I have an extensive data frame with 30 columns and 10000 rows. Today I want to focus in two columns: languages
and languages2
:
languages languages2
Spanish NA
Spanish NA
Other (specify) French
Other (specify) German
Other (specify) Russian
English NA
Other (specify) Portuguese
English NA
(...)
This is what I need:
languages
Spanish
Spanish
French
German
Russian
English
Portuguese
English
(...)
I am looking for an answer using mutate function from dplyr
CodePudding user response:
For a bigger data you may want to control for additional scenarios, like preventing replacing the data with NA
and laving the Other
value. Also if there may be a merit for addressing scenarios where the first column may contain Other()
or Other, lang
. You may want to consider using a regular expression or pre-processing the first column.
library("tidyverse")
dta <- tribble(
~lang1, ~lang2,
"Spanish", NA,
"Other", "English",
"Other", NA
)
mutate(dta, lang1 = case_when(
grepl("^Other,*", lang1) & !is.na(lang2) ~ lang2,
TRUE ~ lang1
))
CodePudding user response:
Using dplyr
, we could replace Other (specify)
with NA
, then use coalesce
:
library(dplyr)
df %>%
mutate(languages = coalesce(na_if(languages, "Other (specify)"), languages2)) %>%
select(languages)
Output
languages
1 Spanish
2 Spanish
3 French
4 German
5 Russian
6 English
7 Portuguese
8 English
A tidyverse
option is to use str_replace_all
to replace Other (specify)
with the value from languages2
.
library(tidyverse)
df %>%
mutate(languages = str_replace_all(languages,"Other \\(specify\\)", languages2)) %>%
select(languages)
Data
df <- structure(list(languages = c("Spanish", "Spanish", "Other (specify)",
"Other (specify)", "Other (specify)", "English", "Other (specify)",
"English"), languages2 = c(NA, NA, "French", "German", "Russian",
NA, "Portuguese", NA)), class = "data.frame", row.names = c(NA,
-8L))
Benchmark
However, if you have a lot of data and need something faster, then you might consider base R, which would be faster than dplyr
or data.table
.
bm <- microbenchmark::microbenchmark(Konrad = mutate(df, languages = case_when(
grepl("^Other,*", languages) & !is.na(languages2) ~ languages2,
TRUE ~ languages
)),
langtang = df %>%
mutate(languages=if_else(languages=="Other (specify)", languages2, languages)),
valentina = df %>%
mutate(languages=if_else(!is.na(languages2), languages2, languages)),
andrew_stringr = df %>%
mutate(languages = str_replace_all(languages,"Other \\(specify\\)", languages2)),
andrew_coalesce = df %>%
mutate(languages = coalesce(na_if(languages, "Other (specify)"), languages2, 'Other (specify)')),
andrew_baseR = {df1 <- df; df1[df1$languages == "Other (specify)", "languages"] <- df1[df1$languages == "Other (specify)", "languages2" ]},
andrew_baseR_with = {df2 <- df; df2$languages <- with( df2, ifelse( languages == "Other (specify)", languages2, languages ) )},
andrew_datatable = {dt <- as.data.table(df); dt[languages == "Other (specify)", languages := languages2 ]},
times = 1000)
CodePudding user response:
data %>%
mutate(languages=if_else(languages=="Other (specify)", languages2, languages)

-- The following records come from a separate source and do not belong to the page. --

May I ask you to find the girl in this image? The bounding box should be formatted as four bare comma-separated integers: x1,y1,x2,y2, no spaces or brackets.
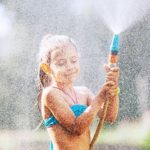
37,34,119,150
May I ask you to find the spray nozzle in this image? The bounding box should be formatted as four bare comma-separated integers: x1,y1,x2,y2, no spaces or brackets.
110,34,119,54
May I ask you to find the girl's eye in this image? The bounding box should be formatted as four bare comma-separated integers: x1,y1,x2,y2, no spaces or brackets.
57,63,64,66
71,58,78,63
71,60,77,63
56,60,66,66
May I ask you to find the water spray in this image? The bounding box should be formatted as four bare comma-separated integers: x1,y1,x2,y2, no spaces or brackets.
90,34,120,150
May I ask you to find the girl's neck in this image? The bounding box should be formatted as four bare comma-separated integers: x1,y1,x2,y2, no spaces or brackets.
52,81,78,104
52,81,74,91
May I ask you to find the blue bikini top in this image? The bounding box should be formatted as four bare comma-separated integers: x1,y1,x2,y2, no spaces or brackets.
43,104,87,128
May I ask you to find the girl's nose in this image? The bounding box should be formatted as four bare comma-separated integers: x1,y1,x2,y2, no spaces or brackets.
66,61,73,70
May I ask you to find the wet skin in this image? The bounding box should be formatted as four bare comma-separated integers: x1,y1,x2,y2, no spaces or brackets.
41,44,119,150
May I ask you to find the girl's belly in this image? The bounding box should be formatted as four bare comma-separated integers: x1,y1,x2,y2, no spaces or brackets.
47,125,91,150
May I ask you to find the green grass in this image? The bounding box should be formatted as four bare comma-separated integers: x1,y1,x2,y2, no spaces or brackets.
141,132,150,149
92,121,150,149
0,121,150,149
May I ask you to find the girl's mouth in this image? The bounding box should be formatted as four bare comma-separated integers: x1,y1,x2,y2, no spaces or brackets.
66,73,74,77
65,70,77,76
65,72,77,78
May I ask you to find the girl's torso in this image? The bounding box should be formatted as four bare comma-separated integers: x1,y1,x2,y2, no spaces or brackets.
42,86,91,150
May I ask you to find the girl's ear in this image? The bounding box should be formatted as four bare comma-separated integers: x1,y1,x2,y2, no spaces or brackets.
40,63,51,75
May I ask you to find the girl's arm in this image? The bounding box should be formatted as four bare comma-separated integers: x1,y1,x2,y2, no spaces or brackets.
104,95,119,122
104,66,119,122
42,82,114,135
87,66,120,122
87,89,119,122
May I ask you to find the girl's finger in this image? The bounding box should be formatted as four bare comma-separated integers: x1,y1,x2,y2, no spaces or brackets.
110,67,120,72
104,81,115,87
106,73,119,79
106,72,114,76
106,76,116,79
111,85,118,90
107,71,119,76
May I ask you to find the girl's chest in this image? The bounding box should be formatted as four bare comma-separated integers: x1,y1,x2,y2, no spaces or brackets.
42,86,89,118
64,87,88,106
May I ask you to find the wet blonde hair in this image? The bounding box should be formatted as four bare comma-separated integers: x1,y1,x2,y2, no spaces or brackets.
37,34,77,110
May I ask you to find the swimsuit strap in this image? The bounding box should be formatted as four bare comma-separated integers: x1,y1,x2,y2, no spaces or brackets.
52,86,78,104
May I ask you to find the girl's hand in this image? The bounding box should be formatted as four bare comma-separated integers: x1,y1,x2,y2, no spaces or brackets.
104,64,120,99
104,64,120,85
96,80,116,104
96,64,120,104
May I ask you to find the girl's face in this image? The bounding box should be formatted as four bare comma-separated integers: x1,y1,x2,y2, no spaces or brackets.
50,44,80,85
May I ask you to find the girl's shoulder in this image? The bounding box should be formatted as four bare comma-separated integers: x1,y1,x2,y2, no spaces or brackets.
42,86,56,95
42,86,62,103
75,86,95,105
74,86,94,100
43,86,92,97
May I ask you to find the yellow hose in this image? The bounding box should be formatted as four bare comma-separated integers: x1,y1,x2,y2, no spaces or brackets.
89,98,109,150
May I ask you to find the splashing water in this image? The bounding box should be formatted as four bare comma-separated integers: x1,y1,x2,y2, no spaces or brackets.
0,4,12,38
93,0,150,34
0,4,15,59
70,0,150,34
0,0,150,149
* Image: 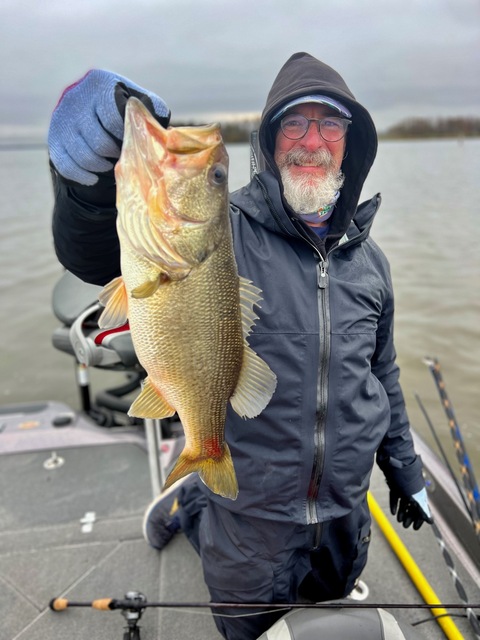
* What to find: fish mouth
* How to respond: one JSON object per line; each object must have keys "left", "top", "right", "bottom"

{"left": 118, "top": 97, "right": 228, "bottom": 196}
{"left": 164, "top": 123, "right": 228, "bottom": 178}
{"left": 166, "top": 123, "right": 223, "bottom": 155}
{"left": 125, "top": 97, "right": 224, "bottom": 164}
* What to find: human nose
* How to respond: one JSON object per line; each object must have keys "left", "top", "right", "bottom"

{"left": 300, "top": 120, "right": 326, "bottom": 150}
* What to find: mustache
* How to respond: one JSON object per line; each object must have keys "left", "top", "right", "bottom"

{"left": 277, "top": 148, "right": 335, "bottom": 169}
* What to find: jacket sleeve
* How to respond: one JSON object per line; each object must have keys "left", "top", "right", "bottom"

{"left": 51, "top": 164, "right": 121, "bottom": 286}
{"left": 372, "top": 277, "right": 425, "bottom": 496}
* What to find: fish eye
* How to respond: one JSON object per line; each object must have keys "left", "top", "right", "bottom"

{"left": 208, "top": 163, "right": 227, "bottom": 186}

CodePudding user response:
Another possibility (if you prefer the check to be over the 2nd column instead of the 1st):
library(dplyr)
df <- data.frame(languages=c("Spanish","Spanish","Other (specify)","Other (specify)","Other (specify)","English","Other (specify)","English"),languages2=c(NA,NA,"French","German","Russian",NA,"Portuguese",NA))
df %>%
mutate(languages=if_else(!is.na(languages2), languages2, languages))
languages languages2
1 Spanish <NA>
2 Spanish <NA>
3 French French
4 German German
5 Russian Russian
6 English <NA>
7 Portuguese Portuguese
8 English <NA>